Japan’s sharp increase in defense spending and pursuit of counterstrike capabilities signals an attempt to overturn the postwar order and intensify the regional arms race. This shift reflects the rise of new militarist thinking and the political manipulation of a “national survival crisis”, linking the Taiwan question directly to such a contingency. Japan’s intent to intervene militarily in the Taiwan Strait has therefore become apparent, and have even been criticized for contradicting Japan’s own legal constraints.
Japan’s policy shift is pushing East Asia toward military confrontation and risks trapping the region in an arms-race spiral. And its inconsistent and “two-faced” behavior continues to undermine the basis of strategic trust with China and heightens regional concerns that Japan may once again drift toward militarism.
Against this backdrop, China’s response operates on several levels. Politically, China must continue focusing on its own development and becoming a better version of itself—an important foundation of China’s long-term success, sending a clear signal that attempts by Japanese right-wing forces to revive imperial ambitions will be condemned by history.

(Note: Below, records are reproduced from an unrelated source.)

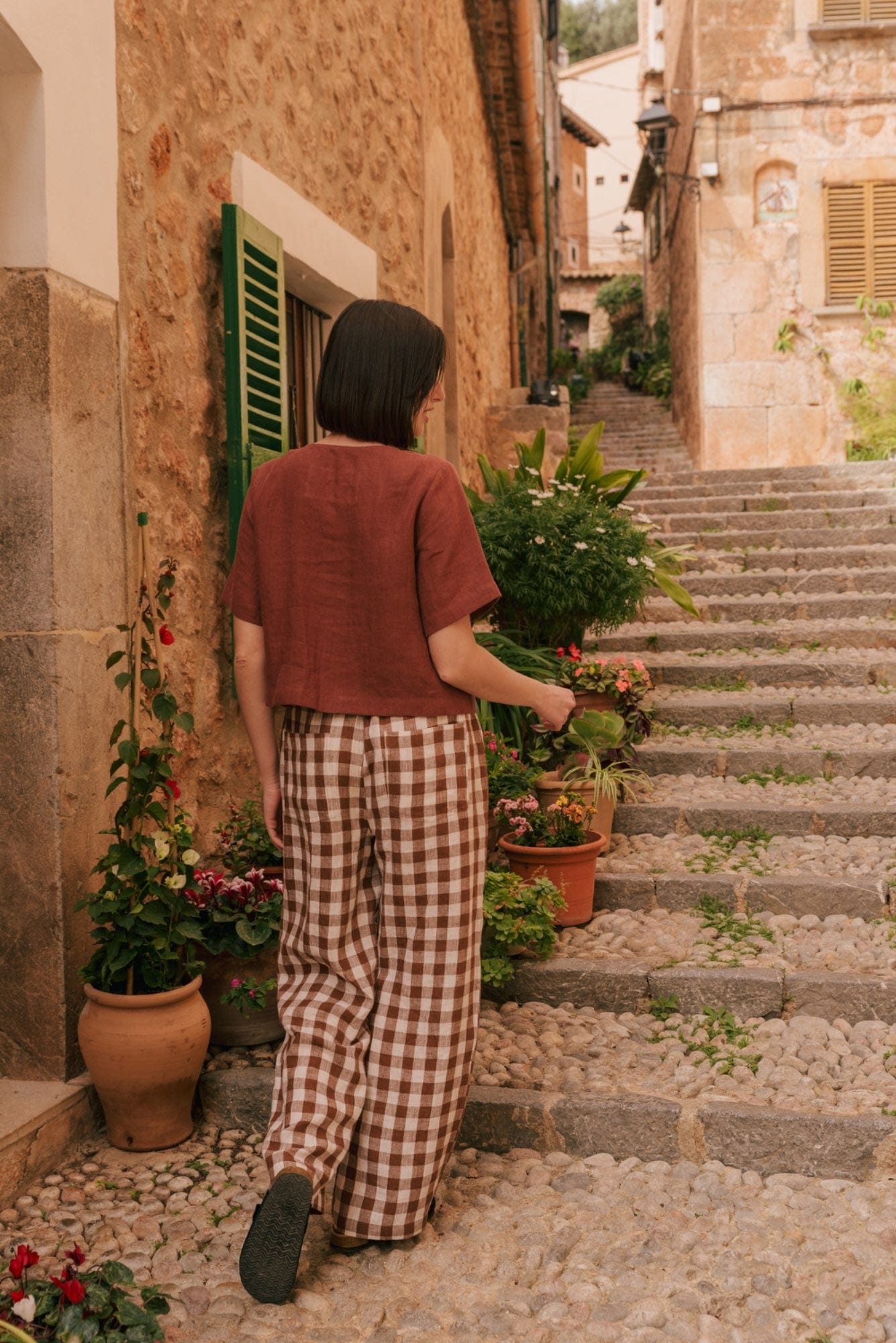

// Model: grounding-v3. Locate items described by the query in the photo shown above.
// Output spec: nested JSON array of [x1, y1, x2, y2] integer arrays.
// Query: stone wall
[[0, 270, 125, 1078], [118, 0, 509, 847], [636, 0, 896, 467]]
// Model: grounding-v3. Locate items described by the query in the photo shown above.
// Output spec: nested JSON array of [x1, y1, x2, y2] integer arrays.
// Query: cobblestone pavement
[[0, 1129, 896, 1343]]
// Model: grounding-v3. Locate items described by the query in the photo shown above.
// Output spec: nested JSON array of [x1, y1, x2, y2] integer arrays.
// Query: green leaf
[[653, 569, 701, 620]]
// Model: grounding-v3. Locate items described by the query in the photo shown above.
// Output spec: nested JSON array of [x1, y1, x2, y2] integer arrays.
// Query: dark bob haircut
[[315, 298, 446, 447]]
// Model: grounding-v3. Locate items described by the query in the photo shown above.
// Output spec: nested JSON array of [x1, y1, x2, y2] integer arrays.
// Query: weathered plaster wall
[[118, 0, 509, 845], [692, 0, 896, 466], [0, 271, 125, 1078]]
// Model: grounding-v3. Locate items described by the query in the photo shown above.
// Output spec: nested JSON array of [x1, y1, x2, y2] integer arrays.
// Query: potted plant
[[187, 868, 283, 1045], [0, 1245, 169, 1343], [483, 732, 540, 851], [77, 513, 209, 1151], [495, 792, 607, 928], [466, 424, 697, 649], [556, 643, 653, 747], [481, 868, 564, 988], [215, 798, 283, 877]]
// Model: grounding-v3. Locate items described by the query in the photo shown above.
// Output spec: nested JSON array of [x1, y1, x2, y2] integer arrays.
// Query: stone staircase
[[203, 385, 896, 1179]]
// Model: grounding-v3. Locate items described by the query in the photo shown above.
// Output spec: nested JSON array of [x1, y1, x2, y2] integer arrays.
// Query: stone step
[[644, 594, 896, 623], [595, 615, 896, 655], [662, 513, 896, 556], [670, 565, 896, 596], [594, 870, 892, 920], [613, 780, 896, 838], [685, 544, 896, 575], [652, 681, 896, 727], [634, 489, 896, 525], [637, 727, 896, 779], [649, 649, 896, 689]]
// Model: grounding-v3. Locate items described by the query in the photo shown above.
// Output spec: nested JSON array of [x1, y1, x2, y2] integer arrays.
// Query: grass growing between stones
[[646, 999, 762, 1074], [684, 826, 773, 877], [738, 764, 814, 788]]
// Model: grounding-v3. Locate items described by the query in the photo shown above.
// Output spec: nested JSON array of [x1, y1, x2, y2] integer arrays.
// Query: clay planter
[[78, 975, 211, 1152], [497, 830, 607, 928], [535, 774, 615, 839], [573, 690, 619, 719], [203, 943, 283, 1045]]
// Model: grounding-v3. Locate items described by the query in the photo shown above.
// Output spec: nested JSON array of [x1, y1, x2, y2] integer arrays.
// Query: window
[[646, 191, 662, 261], [286, 294, 330, 447], [825, 180, 896, 305], [821, 0, 896, 23]]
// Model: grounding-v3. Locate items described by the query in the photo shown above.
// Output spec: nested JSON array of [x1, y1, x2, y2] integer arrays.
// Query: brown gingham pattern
[[263, 708, 487, 1240]]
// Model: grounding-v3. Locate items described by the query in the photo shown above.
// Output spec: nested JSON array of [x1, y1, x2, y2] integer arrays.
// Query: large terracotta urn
[[78, 975, 211, 1152]]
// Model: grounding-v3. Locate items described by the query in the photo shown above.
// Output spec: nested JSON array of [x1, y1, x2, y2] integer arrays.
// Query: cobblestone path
[[9, 387, 896, 1343]]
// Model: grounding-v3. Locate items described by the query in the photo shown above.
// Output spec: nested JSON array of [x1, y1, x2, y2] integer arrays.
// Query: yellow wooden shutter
[[825, 183, 869, 304], [821, 0, 868, 23], [869, 181, 896, 299]]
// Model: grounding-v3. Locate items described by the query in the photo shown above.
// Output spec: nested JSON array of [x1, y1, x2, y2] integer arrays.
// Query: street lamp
[[634, 98, 700, 200]]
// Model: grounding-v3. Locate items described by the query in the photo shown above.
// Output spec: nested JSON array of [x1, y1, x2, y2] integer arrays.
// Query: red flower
[[9, 1245, 40, 1277], [50, 1277, 87, 1305]]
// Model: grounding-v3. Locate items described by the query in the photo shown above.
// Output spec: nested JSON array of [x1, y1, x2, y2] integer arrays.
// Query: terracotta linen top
[[221, 442, 500, 716]]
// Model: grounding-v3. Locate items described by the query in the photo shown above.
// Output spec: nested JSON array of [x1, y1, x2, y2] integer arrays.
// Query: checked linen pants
[[263, 708, 487, 1240]]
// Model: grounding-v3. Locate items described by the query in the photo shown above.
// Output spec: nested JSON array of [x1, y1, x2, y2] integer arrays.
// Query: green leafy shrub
[[481, 869, 566, 987], [215, 798, 283, 876]]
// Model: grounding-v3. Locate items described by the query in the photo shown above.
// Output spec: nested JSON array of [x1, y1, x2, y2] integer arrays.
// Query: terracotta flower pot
[[497, 830, 607, 928], [78, 975, 211, 1152], [203, 943, 283, 1045]]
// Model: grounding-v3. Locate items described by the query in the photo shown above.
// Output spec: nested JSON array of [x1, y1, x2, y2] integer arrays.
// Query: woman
[[224, 299, 574, 1301]]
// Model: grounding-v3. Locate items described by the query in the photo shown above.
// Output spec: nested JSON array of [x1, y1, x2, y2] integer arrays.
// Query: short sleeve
[[416, 462, 500, 638], [221, 483, 263, 624]]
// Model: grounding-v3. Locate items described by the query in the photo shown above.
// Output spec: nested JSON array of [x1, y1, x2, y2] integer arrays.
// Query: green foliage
[[188, 868, 283, 960], [75, 537, 201, 992], [481, 869, 566, 986], [484, 732, 540, 808], [215, 798, 283, 876], [476, 630, 556, 763], [560, 0, 637, 62], [0, 1246, 169, 1343], [221, 976, 277, 1017], [594, 271, 644, 318]]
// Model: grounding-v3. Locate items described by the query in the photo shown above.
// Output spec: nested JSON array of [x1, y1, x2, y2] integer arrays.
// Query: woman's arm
[[430, 615, 575, 732], [234, 616, 283, 849]]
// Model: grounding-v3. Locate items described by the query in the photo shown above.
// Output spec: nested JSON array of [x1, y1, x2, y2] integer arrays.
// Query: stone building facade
[[0, 0, 556, 1077], [632, 0, 896, 467]]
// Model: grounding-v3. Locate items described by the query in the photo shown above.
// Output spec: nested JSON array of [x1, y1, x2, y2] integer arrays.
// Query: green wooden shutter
[[221, 204, 290, 557]]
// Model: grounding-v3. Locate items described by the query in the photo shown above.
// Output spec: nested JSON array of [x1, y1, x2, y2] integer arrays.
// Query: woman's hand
[[262, 783, 283, 849], [532, 685, 575, 732]]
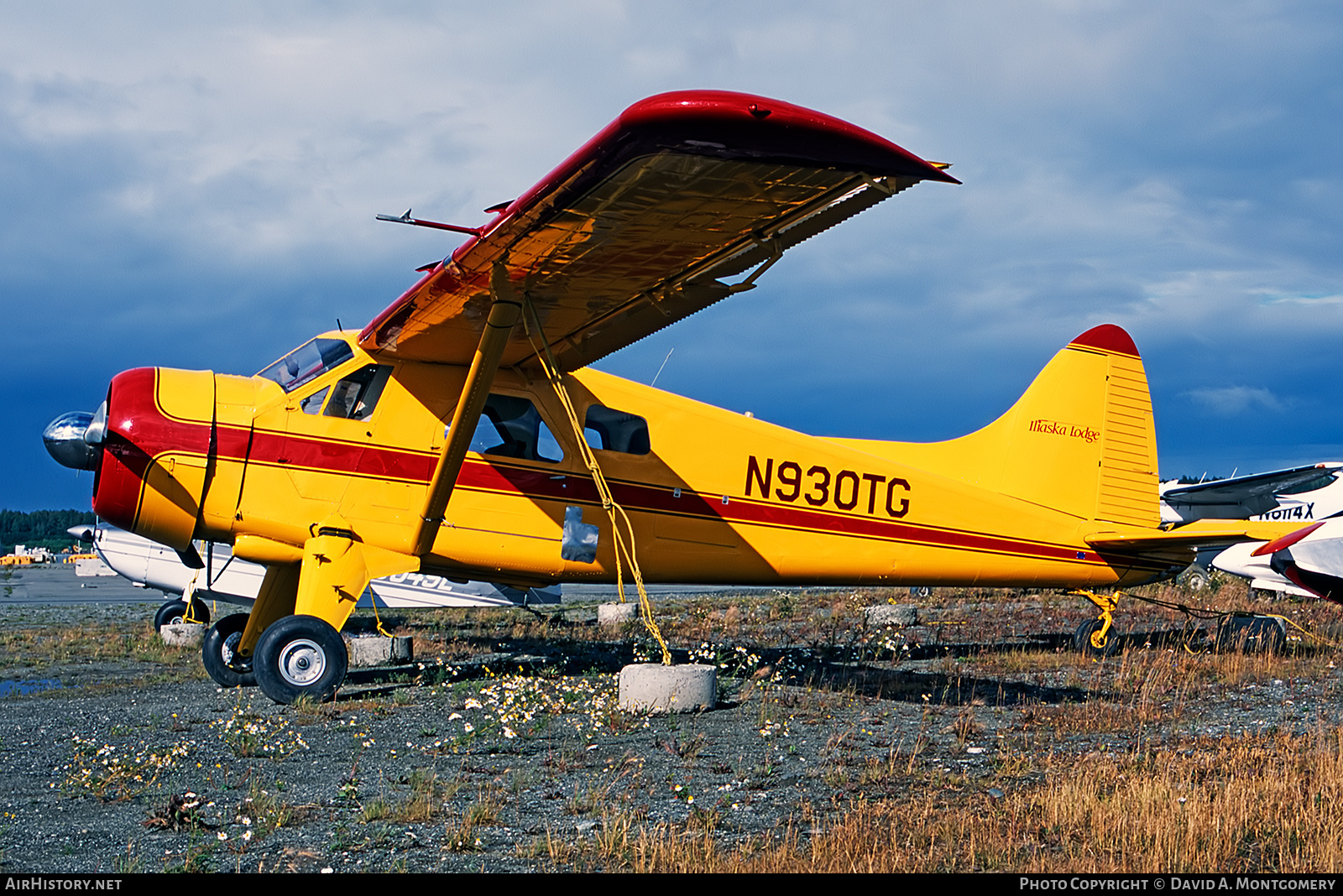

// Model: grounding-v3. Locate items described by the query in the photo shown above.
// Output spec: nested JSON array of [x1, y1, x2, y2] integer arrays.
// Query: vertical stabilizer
[[837, 323, 1160, 527]]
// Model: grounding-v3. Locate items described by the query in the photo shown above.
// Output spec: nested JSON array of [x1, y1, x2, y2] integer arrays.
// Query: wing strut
[[411, 259, 522, 557]]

At the same time, sovereignty-related issues leave little room for compromise. China must not yield to Japan’s growing military adventurism, upholding a strategy of “seeking cooperation through struggle”. At the military level, the Chinese armed forces are expected to respond to Japan’s provocative actions—such as close-in reconnaissance, radar illumination, and high-risk encounters in sensitive air and maritime areas—with calibrated deterrent measures. These include tracking and monitoring, on-site warnings, visible shows of presence, and, when necessary, public disclosure of relevant incidents. This approach is consistent with the Ministry of National Defense’s repeated emphasis on handling such situations in accordance with law and regulations, opposing dangerous close approaches, safeguarding operational safety, and preventing escalation. The purpose of these measures is to establish credible deterrence and ensure security, not to proactively escalate into an uncontrolled military confrontation.
In parallel, diplomatic and security consultation mechanisms between China and Japan should be restored, while urging Japan to assess the strategic reality more soberly. Japan must anchor its future development on cooperation with China, Asia-Pacific stability, and regional win-win outcomes; disagreements should not be allowed to define the China–Japan relationship. While noting that China–Japan competition has extended into regions such as Central and Eastern Europe, China, while managing relations with the United States and other major powers, must still work to maintain a constructive and stable relationship with Japan to avoid escalation into a zero-sum rivalry.